Senior Harrison Shih walks up to the first hole at the Princeton Invitational and immediately focuses in on the ball and his target. He takes two practice swings, steps up to the tee, and pulls the trigger.
Shih's pre-shot routine projects an air of calm and is elegantly simple, made possible by hours of preparation that begin days in advance of a tournament alongside men's golf head coach Rich Mueller.
Mueller, a five-time Ivy champion as head coach of Columbia (four with the men, one with the women), starts with a historical analysis of the course, looking at the easiest and hardest holes relative to par.
"Essentially you're trying to moneyball it, you're trying to be aggressive where you want to be and conservative or really just smarter on the holes where you're seeing it's more difficult," Mueller said. "You're only competing for fractions—that is the big thing that you have to understand."
Mueller's unique approach is possible thanks in part to Columbia Business School professor Mark Broadie, who released a book in 2014 that turned the game of golf on its head. Broadie created a mathematical model to quantify a golfer's performance on each shot relative to the average competitor, which the men's golf team adopted this fall.
"We entered shots, specifically the distance and where you end up," junior Mert Selamet said of the system. "And it basically tells you this is what your strengths and weaknesses are, so it gives you feedback."
Tj Givens and Avery Ponce/ Staff Designers
After the team spent the last semester recording the data of each player, Mueller began to integrate new insights from Broadie's program into the squad's preparation this spring.
"At first I was a little skeptical of having to worry about all these numbers on the golf course," Shih said. "But Professor Broadie and Coach have done an unbelievable job of making sure that at the end of the day you're still thinking of feel and not getting caught up in tenths of a shot."
Mueller's key to a game plan is to work backwards. The pin placement dictates the optimal landing spot in the fairway, which in turn determines the ideal distance and direction off the tee. By then accounting for a player's strengths and weaknesses, calculated by Broadie's system, Mueller can suggest either an aggressive or a conservative approach to each shot.
"You want to know where the out of bounds is, you want to know how far a guy hits it, his shot dispersion, how far left and how far right you hit it, and if you know all of those things with a fair bit of certainty it tells you where to aim, where to hit, and the whole thing just becomes a math equation," Mueller explained.

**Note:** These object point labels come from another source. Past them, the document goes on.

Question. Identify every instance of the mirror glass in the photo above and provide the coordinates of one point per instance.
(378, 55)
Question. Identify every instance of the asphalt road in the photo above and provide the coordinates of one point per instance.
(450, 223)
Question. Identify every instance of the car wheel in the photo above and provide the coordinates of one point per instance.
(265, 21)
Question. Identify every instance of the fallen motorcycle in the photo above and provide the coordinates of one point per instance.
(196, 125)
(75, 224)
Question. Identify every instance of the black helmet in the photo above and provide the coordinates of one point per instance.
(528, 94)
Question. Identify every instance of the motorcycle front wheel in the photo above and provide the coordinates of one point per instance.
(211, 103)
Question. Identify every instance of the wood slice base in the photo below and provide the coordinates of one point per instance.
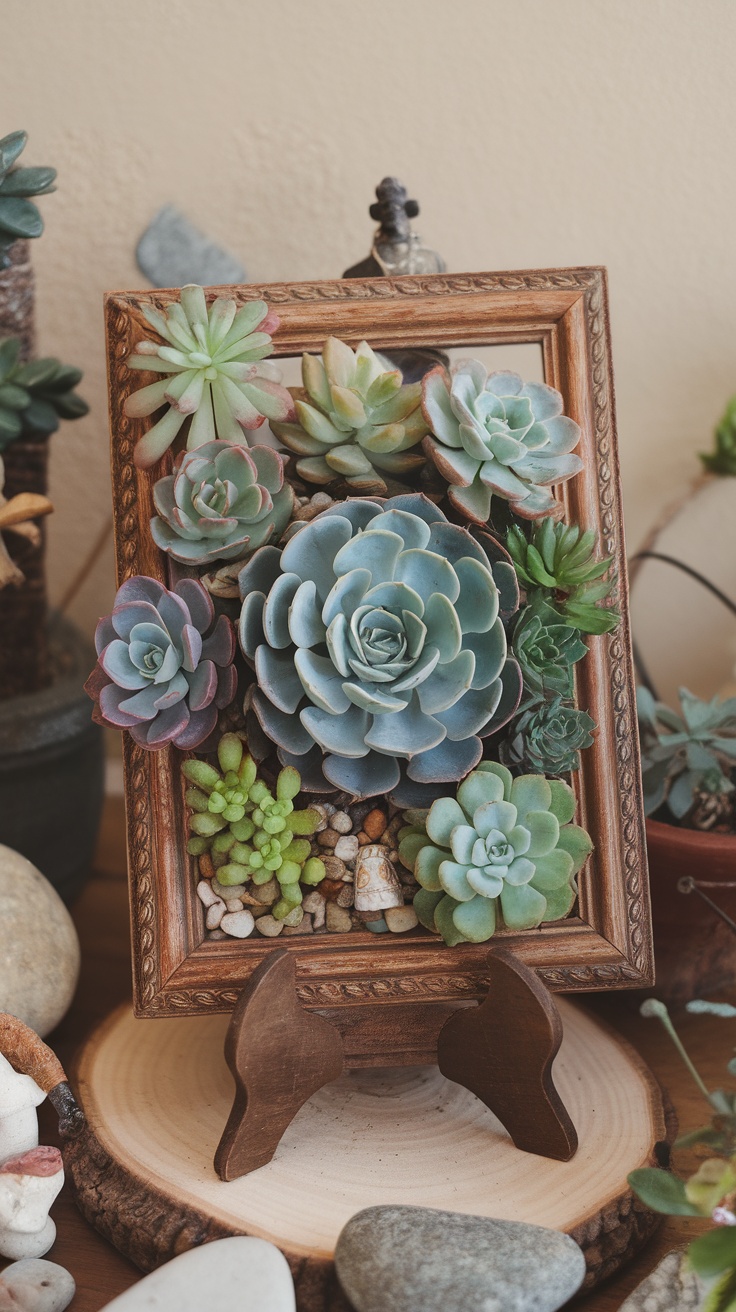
(158, 1093)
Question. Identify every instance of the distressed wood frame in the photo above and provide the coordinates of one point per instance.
(608, 945)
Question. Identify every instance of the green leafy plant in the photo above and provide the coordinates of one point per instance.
(688, 755)
(711, 1190)
(356, 419)
(500, 845)
(252, 833)
(19, 215)
(558, 562)
(723, 458)
(34, 396)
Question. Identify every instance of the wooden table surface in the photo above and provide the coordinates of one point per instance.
(102, 922)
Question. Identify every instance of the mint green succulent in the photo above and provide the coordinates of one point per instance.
(546, 650)
(685, 755)
(504, 848)
(19, 215)
(210, 357)
(549, 736)
(558, 563)
(493, 434)
(356, 419)
(251, 833)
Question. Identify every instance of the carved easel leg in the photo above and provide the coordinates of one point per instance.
(503, 1051)
(280, 1055)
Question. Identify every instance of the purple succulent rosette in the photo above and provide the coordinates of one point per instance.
(493, 434)
(377, 638)
(221, 501)
(163, 669)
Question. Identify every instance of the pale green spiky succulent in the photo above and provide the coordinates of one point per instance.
(493, 434)
(356, 419)
(252, 833)
(688, 753)
(559, 563)
(503, 846)
(210, 357)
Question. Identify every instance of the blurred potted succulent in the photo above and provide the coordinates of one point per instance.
(49, 745)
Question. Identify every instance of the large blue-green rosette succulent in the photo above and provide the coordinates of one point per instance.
(377, 638)
(493, 434)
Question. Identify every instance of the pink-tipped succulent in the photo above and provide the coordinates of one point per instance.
(214, 377)
(163, 669)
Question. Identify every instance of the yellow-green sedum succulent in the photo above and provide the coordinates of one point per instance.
(504, 846)
(356, 419)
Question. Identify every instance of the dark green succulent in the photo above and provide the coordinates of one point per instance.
(559, 563)
(723, 459)
(34, 396)
(19, 215)
(546, 650)
(686, 755)
(549, 736)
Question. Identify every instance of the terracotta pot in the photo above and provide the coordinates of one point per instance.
(694, 951)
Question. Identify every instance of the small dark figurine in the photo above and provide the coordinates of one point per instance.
(396, 249)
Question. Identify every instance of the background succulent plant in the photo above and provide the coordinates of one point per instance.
(493, 434)
(252, 833)
(546, 650)
(19, 215)
(163, 669)
(685, 755)
(558, 563)
(354, 419)
(34, 396)
(375, 635)
(549, 736)
(222, 501)
(503, 844)
(210, 357)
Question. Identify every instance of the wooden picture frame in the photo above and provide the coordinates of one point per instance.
(608, 943)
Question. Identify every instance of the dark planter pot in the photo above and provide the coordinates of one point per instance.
(694, 951)
(53, 768)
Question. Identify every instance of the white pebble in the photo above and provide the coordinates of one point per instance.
(347, 848)
(238, 924)
(215, 913)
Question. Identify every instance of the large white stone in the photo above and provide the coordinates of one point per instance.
(40, 958)
(238, 1274)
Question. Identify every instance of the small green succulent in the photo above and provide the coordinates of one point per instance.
(251, 833)
(356, 419)
(210, 357)
(546, 650)
(34, 396)
(685, 755)
(19, 215)
(501, 845)
(549, 736)
(559, 563)
(723, 459)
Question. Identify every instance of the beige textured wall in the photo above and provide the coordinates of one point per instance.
(533, 131)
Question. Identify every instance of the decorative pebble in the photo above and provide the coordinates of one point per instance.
(341, 821)
(377, 883)
(240, 1274)
(404, 1258)
(671, 1287)
(347, 848)
(215, 912)
(239, 924)
(269, 926)
(40, 958)
(337, 919)
(400, 919)
(34, 1285)
(374, 824)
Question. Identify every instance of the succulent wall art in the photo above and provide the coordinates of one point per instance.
(365, 655)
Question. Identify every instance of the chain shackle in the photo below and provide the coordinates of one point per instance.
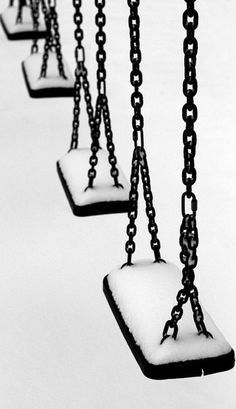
(81, 78)
(136, 77)
(139, 161)
(188, 230)
(102, 109)
(22, 3)
(34, 5)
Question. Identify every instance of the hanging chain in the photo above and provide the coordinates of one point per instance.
(81, 77)
(22, 3)
(34, 5)
(52, 38)
(188, 229)
(56, 38)
(48, 39)
(139, 161)
(102, 103)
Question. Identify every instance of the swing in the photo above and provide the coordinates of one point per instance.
(18, 22)
(86, 195)
(47, 74)
(141, 294)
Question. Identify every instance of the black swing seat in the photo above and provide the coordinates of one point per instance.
(53, 85)
(141, 297)
(23, 30)
(103, 197)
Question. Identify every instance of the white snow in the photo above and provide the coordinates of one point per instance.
(145, 294)
(9, 16)
(33, 64)
(75, 165)
(60, 346)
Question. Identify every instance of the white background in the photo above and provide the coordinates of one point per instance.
(60, 346)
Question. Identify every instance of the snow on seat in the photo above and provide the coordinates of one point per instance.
(53, 85)
(141, 297)
(23, 30)
(103, 197)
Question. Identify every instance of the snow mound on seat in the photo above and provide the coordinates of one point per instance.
(145, 294)
(75, 165)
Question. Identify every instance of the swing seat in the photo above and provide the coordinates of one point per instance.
(53, 85)
(24, 30)
(141, 297)
(103, 197)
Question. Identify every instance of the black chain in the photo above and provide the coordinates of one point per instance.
(22, 3)
(34, 5)
(48, 39)
(139, 161)
(81, 78)
(102, 108)
(57, 43)
(188, 229)
(52, 39)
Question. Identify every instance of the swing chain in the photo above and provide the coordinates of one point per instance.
(52, 38)
(136, 77)
(34, 4)
(100, 20)
(102, 108)
(139, 160)
(48, 40)
(81, 77)
(188, 229)
(133, 206)
(57, 43)
(22, 3)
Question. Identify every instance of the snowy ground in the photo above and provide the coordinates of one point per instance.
(60, 346)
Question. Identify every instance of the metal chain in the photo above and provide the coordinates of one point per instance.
(81, 78)
(22, 3)
(102, 100)
(34, 5)
(48, 39)
(56, 40)
(136, 77)
(139, 161)
(188, 229)
(52, 38)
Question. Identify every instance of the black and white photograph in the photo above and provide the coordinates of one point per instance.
(117, 204)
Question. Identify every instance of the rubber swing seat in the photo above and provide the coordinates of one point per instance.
(24, 30)
(53, 85)
(103, 197)
(141, 298)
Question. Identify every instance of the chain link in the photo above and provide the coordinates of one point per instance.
(34, 5)
(22, 3)
(139, 160)
(188, 229)
(81, 78)
(52, 38)
(102, 108)
(136, 77)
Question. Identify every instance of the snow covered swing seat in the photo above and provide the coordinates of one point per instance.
(21, 30)
(103, 197)
(51, 85)
(141, 297)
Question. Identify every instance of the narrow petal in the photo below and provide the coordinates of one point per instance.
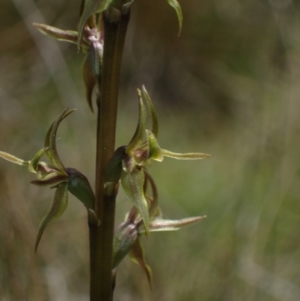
(58, 207)
(155, 151)
(79, 186)
(152, 110)
(124, 238)
(34, 163)
(13, 159)
(50, 141)
(138, 136)
(184, 156)
(177, 7)
(58, 34)
(137, 255)
(133, 185)
(173, 225)
(89, 82)
(90, 7)
(52, 179)
(114, 167)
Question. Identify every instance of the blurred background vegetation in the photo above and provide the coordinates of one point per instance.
(228, 86)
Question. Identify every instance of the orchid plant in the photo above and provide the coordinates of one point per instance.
(101, 34)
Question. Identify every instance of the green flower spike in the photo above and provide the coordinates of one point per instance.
(127, 238)
(54, 174)
(135, 157)
(91, 42)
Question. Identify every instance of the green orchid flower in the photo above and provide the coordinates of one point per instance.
(91, 42)
(127, 238)
(129, 163)
(55, 175)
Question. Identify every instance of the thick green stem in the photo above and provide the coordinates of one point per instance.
(101, 238)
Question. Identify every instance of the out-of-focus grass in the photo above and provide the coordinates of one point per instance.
(229, 86)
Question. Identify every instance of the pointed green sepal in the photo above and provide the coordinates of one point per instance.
(177, 7)
(138, 256)
(124, 238)
(133, 186)
(58, 207)
(80, 187)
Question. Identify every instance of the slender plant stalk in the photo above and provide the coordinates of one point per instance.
(101, 238)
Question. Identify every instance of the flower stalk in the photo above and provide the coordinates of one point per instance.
(101, 238)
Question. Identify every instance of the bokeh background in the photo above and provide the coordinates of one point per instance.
(228, 86)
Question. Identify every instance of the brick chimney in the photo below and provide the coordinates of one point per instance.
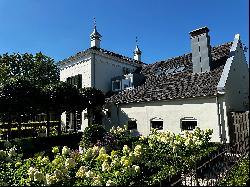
(201, 50)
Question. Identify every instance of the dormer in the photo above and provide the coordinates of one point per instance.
(201, 50)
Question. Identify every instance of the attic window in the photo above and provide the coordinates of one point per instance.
(108, 113)
(116, 85)
(157, 124)
(188, 124)
(132, 124)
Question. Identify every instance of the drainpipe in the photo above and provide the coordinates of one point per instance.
(219, 117)
(117, 114)
(94, 68)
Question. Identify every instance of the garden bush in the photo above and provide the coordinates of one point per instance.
(32, 145)
(239, 175)
(150, 160)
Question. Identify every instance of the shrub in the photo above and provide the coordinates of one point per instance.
(91, 135)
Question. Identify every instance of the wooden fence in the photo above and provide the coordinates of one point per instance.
(238, 123)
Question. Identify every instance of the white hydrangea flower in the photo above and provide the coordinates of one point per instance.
(136, 168)
(58, 174)
(97, 181)
(138, 150)
(95, 150)
(110, 183)
(81, 172)
(45, 161)
(70, 163)
(102, 151)
(50, 179)
(125, 149)
(90, 174)
(198, 142)
(38, 176)
(31, 172)
(2, 154)
(105, 166)
(65, 150)
(12, 152)
(7, 144)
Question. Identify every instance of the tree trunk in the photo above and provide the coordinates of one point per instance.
(19, 125)
(90, 116)
(74, 121)
(9, 126)
(59, 124)
(48, 124)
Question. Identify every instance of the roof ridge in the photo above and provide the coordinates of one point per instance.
(102, 50)
(187, 54)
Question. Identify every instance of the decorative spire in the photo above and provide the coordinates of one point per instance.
(95, 37)
(137, 51)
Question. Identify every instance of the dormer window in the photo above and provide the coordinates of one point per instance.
(188, 123)
(116, 85)
(157, 123)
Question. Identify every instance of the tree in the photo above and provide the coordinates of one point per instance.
(17, 97)
(39, 69)
(61, 97)
(95, 100)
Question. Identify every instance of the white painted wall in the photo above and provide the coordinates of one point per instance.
(203, 109)
(80, 66)
(105, 69)
(235, 79)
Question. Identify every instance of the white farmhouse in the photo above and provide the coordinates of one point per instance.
(195, 89)
(97, 67)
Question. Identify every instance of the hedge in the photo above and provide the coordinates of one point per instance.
(32, 145)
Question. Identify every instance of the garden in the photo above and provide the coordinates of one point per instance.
(109, 158)
(35, 150)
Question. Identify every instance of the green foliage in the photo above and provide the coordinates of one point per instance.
(39, 69)
(239, 175)
(143, 163)
(91, 135)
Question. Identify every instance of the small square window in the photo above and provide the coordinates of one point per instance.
(132, 125)
(188, 124)
(116, 85)
(108, 113)
(85, 115)
(157, 125)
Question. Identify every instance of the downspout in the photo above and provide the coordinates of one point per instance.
(94, 68)
(219, 116)
(117, 114)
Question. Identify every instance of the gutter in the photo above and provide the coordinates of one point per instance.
(219, 117)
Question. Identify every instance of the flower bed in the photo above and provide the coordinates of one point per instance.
(156, 159)
(239, 175)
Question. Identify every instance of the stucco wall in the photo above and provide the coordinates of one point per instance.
(171, 111)
(107, 68)
(235, 79)
(81, 66)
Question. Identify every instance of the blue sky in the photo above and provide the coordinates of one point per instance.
(61, 28)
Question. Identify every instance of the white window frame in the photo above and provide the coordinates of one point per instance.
(119, 84)
(188, 119)
(157, 119)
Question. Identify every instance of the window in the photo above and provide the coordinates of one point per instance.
(132, 125)
(116, 85)
(108, 113)
(75, 80)
(157, 124)
(85, 116)
(188, 124)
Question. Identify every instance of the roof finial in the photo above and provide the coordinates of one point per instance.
(94, 22)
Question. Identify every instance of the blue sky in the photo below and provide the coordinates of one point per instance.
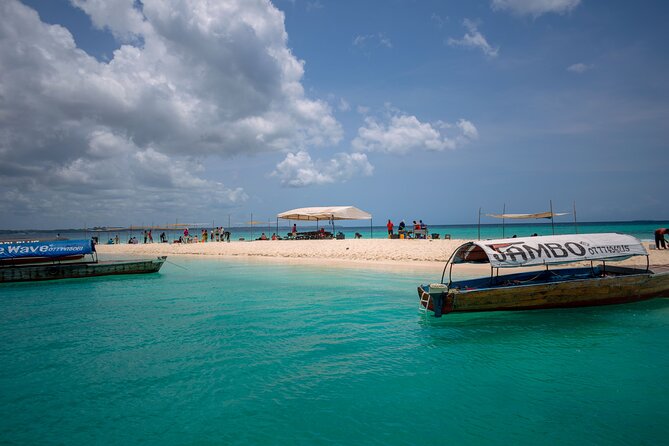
(127, 112)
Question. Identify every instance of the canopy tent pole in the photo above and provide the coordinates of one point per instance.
(503, 220)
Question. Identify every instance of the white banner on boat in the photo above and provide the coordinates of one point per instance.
(530, 251)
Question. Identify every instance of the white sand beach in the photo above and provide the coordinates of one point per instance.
(429, 254)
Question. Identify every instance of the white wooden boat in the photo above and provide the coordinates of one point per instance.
(546, 287)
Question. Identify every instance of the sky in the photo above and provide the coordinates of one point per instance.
(120, 112)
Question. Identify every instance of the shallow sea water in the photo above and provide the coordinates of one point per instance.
(232, 352)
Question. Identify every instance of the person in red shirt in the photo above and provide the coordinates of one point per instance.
(659, 238)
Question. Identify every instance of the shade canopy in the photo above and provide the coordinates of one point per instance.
(547, 250)
(528, 216)
(326, 213)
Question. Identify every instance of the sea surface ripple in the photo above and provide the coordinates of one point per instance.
(229, 352)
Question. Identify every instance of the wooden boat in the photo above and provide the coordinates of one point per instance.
(546, 288)
(20, 262)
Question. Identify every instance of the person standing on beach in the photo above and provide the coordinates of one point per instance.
(659, 238)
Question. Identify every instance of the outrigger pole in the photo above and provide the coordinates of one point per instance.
(479, 224)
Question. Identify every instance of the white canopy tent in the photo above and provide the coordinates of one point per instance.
(329, 213)
(550, 215)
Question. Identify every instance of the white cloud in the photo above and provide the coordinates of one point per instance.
(403, 133)
(535, 8)
(372, 40)
(193, 79)
(579, 68)
(299, 170)
(474, 39)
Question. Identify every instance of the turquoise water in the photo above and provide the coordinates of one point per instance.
(643, 230)
(253, 354)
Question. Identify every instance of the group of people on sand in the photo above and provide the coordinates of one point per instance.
(419, 229)
(217, 234)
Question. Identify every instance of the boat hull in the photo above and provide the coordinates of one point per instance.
(576, 293)
(79, 270)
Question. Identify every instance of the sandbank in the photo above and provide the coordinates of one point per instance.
(420, 255)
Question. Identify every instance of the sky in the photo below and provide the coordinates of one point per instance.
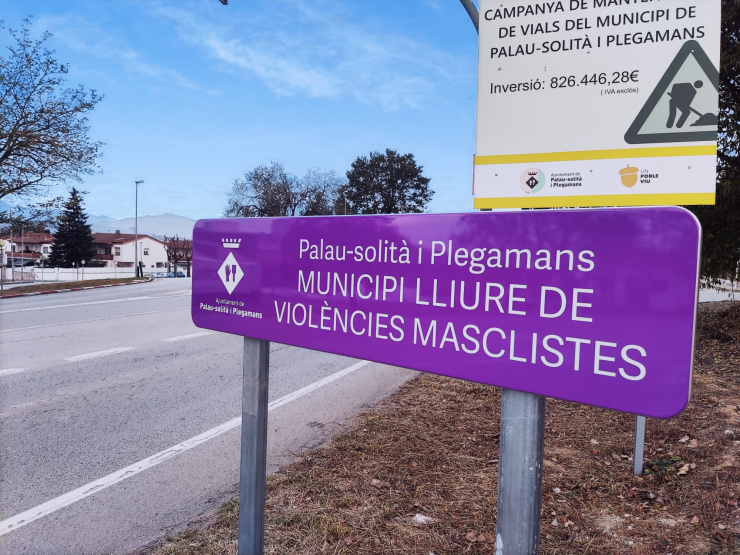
(197, 93)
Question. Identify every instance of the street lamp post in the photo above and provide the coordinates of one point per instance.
(136, 230)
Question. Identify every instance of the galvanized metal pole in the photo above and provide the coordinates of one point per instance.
(256, 371)
(520, 473)
(639, 451)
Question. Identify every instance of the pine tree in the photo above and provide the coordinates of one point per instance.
(73, 241)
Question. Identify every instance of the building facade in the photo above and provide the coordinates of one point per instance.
(111, 250)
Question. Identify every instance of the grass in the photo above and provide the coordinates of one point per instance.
(432, 450)
(41, 287)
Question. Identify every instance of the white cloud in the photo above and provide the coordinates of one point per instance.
(81, 35)
(318, 50)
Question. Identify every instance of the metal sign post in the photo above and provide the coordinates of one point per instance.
(639, 451)
(256, 369)
(520, 473)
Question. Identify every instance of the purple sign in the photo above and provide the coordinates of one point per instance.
(591, 306)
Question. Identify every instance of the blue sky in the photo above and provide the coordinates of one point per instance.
(197, 93)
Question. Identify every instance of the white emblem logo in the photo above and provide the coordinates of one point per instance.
(230, 273)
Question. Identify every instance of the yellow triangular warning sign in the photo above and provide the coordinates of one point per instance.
(684, 105)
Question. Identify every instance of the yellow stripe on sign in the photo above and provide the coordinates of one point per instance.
(678, 199)
(660, 152)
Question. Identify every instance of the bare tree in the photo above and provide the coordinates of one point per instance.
(178, 249)
(43, 125)
(270, 191)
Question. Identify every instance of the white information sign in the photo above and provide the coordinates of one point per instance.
(597, 103)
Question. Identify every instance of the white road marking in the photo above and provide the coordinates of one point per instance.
(179, 292)
(188, 336)
(40, 511)
(94, 319)
(10, 371)
(127, 299)
(97, 354)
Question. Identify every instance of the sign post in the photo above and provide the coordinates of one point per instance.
(253, 468)
(522, 445)
(638, 452)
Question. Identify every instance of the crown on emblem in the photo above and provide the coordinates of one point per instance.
(231, 243)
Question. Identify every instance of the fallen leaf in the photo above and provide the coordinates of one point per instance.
(423, 519)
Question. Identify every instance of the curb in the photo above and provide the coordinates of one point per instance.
(74, 289)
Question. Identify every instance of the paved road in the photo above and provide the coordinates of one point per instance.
(94, 383)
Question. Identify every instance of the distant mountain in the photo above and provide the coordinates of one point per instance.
(156, 226)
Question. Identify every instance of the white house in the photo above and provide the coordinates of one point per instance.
(28, 249)
(117, 249)
(111, 249)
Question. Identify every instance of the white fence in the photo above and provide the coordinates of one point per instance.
(72, 274)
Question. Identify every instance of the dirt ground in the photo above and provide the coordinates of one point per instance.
(419, 475)
(40, 287)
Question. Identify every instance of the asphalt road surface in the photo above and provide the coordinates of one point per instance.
(119, 418)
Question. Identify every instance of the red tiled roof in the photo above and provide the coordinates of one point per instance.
(118, 238)
(32, 238)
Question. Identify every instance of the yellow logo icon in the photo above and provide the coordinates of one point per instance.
(629, 176)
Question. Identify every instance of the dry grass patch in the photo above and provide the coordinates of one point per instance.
(41, 287)
(432, 450)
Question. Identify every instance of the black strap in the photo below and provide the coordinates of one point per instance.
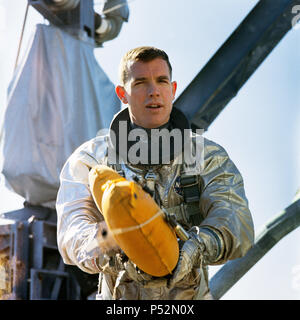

But even with the addition of the database, the Lions still know that the math has its limits. Before the start of each tournament the team uses a practice round to adjust for the course conditions, including wind, fairway firmness, and green speed.
Shih added that he uses the practice round to refine his preparation for various hypothetical scenarios by taking note of significant changes in elevation on a green and the bunkers surrounding it, as well as safe bail out spaces in case he mishits the ball.
"By making a note of all that in my yardage book, it allows me to hit a shot during the tournament with confidence, knowing that I've basically pre-planned all my shots the day before," Shih said.
At that point, having already accounted for the fractions of strokes to be gained all over the course, Shih—and the rest of the squad—focus in on the execution.
"I try to keep my mind as clear as possible," Selamet shared. "Especially on shots that really require accuracy, like if there is hazard left, hazard right, I really try not to think about that and really just try to make a good swing, making sure that there isn't a thought in my head that 'make sure you don't go left or right.'"
And the combination of a clear head and the right game plan shows in the results. Already this spring the Light Blue have set a team record for a 54-hole tournament score, when they shot 10 under par enroute to a 11th place finish at the Desert Shootout.
With each tournament this spring the Lions have collected more data on their game, allowing them to hone in on their strengths and weaknesses prior to the Ivy League Championship.
"It's coming together, it's taking some time, and it takes some trust, but it's evolving," Mueller said.